Questo per il tardi. Ma perché male?
Male perché questi sette anni infiniti sono stati consumati come si consuma il brodo per abituare il partito a un copione già scritto come un esito inevitabile. Nonostante il punto sia stato tenuto all’ordine del giorno anche troppo a lungo, su di esso non si è ma aperto un vero confronto e meno che mai è stato aperto un confronto col partito europeo. Non capendo in che cosa consistesse la nostra novità, non si capiva quale novità avremmo potuto chiedere o offrire agli altri. Ecco perché si è preferito ridurre alla sua dimensione organizzativa e procedurale una decisione che all’interno ieri è stata chiamata storica e all’esterno salutata come definitiva scelta del campo della sinistra. Ecco perché la decisione è apparsa scontata, e sancita dal solito voto, unanime e allo stesso leggero, al quale le assemblee Pd ci hanno purtroppo abituato. E’ così accaduto che la decisione di ieri e l’approdo di oggi si è ridotto a una questione di nomi. Come se in politica i nomi fossero parole come altre e non invece l’unico modo per dire agli altri chi siamo, e da dove veniamo, anche se, purtroppo, non sempre dove stiamo andando.

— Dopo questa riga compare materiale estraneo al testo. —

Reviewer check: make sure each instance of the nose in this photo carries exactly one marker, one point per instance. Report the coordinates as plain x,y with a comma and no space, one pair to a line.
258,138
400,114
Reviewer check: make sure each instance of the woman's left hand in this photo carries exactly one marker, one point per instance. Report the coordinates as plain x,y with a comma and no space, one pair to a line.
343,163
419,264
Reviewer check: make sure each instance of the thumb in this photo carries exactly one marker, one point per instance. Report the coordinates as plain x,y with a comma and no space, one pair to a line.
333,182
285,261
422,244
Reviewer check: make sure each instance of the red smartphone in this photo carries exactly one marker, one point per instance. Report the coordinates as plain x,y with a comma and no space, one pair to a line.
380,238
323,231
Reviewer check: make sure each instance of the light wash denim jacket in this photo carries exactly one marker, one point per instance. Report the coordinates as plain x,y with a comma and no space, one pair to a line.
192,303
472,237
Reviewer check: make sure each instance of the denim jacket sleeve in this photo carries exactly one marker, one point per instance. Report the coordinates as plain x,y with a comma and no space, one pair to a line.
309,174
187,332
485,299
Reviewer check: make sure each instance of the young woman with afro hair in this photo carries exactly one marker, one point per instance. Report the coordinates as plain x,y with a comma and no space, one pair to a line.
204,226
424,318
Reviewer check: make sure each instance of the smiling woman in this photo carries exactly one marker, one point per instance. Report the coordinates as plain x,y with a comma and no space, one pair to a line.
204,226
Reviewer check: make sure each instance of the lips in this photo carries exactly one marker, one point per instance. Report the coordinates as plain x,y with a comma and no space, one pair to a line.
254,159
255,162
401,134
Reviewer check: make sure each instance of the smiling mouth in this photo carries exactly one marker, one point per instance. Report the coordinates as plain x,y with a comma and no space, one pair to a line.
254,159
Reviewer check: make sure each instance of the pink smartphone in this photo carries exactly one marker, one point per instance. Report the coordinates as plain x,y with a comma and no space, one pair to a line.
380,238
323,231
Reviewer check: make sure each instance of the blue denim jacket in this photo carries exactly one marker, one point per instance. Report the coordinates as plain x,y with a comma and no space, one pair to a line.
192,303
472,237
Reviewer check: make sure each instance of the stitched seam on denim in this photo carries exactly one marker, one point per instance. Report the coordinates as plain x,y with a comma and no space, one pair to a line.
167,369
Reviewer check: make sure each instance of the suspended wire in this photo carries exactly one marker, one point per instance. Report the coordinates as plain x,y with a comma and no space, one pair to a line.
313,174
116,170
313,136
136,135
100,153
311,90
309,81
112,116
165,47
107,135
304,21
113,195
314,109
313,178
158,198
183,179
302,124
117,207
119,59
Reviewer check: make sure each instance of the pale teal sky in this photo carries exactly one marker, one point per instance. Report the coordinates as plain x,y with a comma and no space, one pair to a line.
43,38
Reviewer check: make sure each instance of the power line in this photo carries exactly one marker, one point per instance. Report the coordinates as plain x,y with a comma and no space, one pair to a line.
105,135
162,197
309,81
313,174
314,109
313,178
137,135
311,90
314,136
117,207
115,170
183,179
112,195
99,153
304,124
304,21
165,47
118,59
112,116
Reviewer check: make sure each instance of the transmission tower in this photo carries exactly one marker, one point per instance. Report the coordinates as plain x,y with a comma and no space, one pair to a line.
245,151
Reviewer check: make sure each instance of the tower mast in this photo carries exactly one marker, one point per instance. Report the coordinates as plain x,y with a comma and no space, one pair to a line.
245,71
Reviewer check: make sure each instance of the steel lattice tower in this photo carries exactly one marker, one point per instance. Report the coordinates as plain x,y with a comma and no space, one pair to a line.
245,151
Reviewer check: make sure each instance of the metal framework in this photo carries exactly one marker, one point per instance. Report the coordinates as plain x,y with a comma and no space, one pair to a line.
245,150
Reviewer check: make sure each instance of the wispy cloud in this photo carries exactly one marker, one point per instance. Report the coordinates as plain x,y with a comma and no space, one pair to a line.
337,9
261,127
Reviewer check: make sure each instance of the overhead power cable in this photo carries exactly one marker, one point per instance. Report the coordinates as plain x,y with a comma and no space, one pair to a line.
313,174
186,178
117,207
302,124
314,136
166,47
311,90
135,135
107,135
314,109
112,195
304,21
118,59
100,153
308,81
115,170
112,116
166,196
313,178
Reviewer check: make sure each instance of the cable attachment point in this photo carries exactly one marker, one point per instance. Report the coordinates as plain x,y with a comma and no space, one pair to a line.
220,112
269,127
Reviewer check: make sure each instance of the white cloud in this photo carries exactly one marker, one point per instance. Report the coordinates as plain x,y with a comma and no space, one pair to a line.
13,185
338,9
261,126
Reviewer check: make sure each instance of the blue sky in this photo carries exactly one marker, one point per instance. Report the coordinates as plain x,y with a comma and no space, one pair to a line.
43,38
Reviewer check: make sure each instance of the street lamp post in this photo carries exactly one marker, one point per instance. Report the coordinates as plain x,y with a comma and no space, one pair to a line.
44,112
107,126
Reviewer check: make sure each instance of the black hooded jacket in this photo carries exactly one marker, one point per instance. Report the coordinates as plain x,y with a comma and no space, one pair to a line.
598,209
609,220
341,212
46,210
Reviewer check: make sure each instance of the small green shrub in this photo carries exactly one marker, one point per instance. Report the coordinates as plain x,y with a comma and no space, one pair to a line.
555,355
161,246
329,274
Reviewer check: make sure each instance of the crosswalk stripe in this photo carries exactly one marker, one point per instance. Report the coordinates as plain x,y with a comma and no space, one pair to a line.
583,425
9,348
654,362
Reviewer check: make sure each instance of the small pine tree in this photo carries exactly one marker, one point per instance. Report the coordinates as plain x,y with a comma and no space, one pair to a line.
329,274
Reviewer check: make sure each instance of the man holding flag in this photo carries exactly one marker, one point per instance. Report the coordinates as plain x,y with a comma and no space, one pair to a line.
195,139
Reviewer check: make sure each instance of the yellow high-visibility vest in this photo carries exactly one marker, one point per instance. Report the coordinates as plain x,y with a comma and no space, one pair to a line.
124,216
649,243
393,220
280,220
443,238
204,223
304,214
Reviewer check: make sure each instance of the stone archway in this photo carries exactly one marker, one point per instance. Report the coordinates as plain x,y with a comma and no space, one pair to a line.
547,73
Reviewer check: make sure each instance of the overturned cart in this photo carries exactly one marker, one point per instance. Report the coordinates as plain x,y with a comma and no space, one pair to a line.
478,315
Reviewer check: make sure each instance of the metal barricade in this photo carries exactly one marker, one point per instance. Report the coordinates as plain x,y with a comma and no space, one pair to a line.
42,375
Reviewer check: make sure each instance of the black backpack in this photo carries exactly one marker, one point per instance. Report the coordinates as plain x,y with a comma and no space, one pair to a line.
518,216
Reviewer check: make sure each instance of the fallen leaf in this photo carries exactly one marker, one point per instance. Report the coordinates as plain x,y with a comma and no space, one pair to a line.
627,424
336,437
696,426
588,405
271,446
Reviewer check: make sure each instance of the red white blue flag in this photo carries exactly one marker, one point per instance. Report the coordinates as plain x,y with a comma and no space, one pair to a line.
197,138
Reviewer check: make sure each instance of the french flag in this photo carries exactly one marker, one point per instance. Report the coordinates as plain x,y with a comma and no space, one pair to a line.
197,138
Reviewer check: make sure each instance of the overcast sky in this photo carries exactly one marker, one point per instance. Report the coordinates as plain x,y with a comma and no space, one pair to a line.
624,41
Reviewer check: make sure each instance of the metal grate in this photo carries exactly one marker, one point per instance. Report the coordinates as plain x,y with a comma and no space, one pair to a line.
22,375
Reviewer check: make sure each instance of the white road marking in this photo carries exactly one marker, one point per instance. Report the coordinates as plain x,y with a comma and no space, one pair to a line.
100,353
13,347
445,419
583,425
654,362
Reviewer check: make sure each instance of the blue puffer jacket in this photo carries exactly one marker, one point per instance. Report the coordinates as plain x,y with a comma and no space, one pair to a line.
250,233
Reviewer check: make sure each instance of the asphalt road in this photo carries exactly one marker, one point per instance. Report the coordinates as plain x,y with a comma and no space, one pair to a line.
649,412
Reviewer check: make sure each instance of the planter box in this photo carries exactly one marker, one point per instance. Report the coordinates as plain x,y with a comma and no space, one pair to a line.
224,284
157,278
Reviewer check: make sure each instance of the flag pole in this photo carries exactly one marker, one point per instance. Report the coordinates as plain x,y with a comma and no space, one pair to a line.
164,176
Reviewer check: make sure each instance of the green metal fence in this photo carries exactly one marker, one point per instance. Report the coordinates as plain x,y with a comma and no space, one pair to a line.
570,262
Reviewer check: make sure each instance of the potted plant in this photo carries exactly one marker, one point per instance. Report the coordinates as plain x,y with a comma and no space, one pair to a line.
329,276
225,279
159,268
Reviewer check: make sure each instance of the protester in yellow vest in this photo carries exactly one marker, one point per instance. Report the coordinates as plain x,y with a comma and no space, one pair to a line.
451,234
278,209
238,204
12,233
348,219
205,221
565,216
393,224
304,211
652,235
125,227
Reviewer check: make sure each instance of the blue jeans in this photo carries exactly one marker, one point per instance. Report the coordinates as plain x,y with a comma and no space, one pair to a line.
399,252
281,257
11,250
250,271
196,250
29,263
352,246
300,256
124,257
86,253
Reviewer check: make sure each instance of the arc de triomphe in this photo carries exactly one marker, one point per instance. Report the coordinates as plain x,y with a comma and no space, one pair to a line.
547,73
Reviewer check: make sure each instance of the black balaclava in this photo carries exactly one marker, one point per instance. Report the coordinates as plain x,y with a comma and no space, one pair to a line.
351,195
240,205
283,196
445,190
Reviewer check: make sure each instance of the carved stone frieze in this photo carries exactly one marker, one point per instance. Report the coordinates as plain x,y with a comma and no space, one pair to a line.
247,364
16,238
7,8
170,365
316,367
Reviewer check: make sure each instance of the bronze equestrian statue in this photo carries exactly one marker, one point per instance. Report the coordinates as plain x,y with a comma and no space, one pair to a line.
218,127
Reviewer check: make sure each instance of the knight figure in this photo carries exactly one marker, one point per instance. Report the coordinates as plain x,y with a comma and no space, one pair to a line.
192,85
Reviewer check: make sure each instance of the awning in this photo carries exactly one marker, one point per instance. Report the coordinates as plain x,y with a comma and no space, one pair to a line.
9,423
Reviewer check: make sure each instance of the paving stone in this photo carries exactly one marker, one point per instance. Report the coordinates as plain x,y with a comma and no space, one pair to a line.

C’è il rischio che la foga renziana di accreditarsi in Europa possa svilire il senso più ampio dell’operazione democratica “ulivista”?
In questa vicenda Renzi c’entra poco. Guidato dall’ottimismo del suo volontarismo, ha preferito chiudere con un passato che gli è apparso concluso ed aprire al futuro sperando che la scelta di ieri “più che un punto di arrivo” possa essere “un punto di partenza”. Peccato che il renziano Richetti abbia letto quella che sulla bocca di Renzi sembrava una sfida, come “la fine di un’ambizione”. Non vorrei proprio che arrivati alla fine di un viaggio guidato dal desiderio di una casa più grande e più nuova troppi tra iscritti e elettori pensassero di essere finiti in una casa più piccola e più vecchia e comunque con un nome certo antico e glorioso ma ad essi estraneo e da essi subito. Non vorrei che, privati dell’Ulivo democratico, cogliessimo della Rosa socialista soltanto le spine, e, perduta per strada la novità della nostra “Canzone popolare”, ci ritrovassimo muti, senza sentire né condividere, l’antico calore del Canto dell’Internazionale.
Lei che linea avrebbe seguito?
Di certo l’assetto attuale non era ulteriormente conservabile. Difficile da raccontare e perfino da ricordare. Bisognava perciò passare a una posizione che rivendicasse la nostra novità e perciò la nostra autonomia articolata su quattro punti. Partecipazione al gruppo di tutti i deputati Pd da indipendenti; contemporanea uscita di tutti dai partiti precedenti; apertura di un confronto col Pse da posizioni autonome; e nelle prossime elezioni sostegno della candidatura di Schulz alla elezione a presidente della Commissione Ue.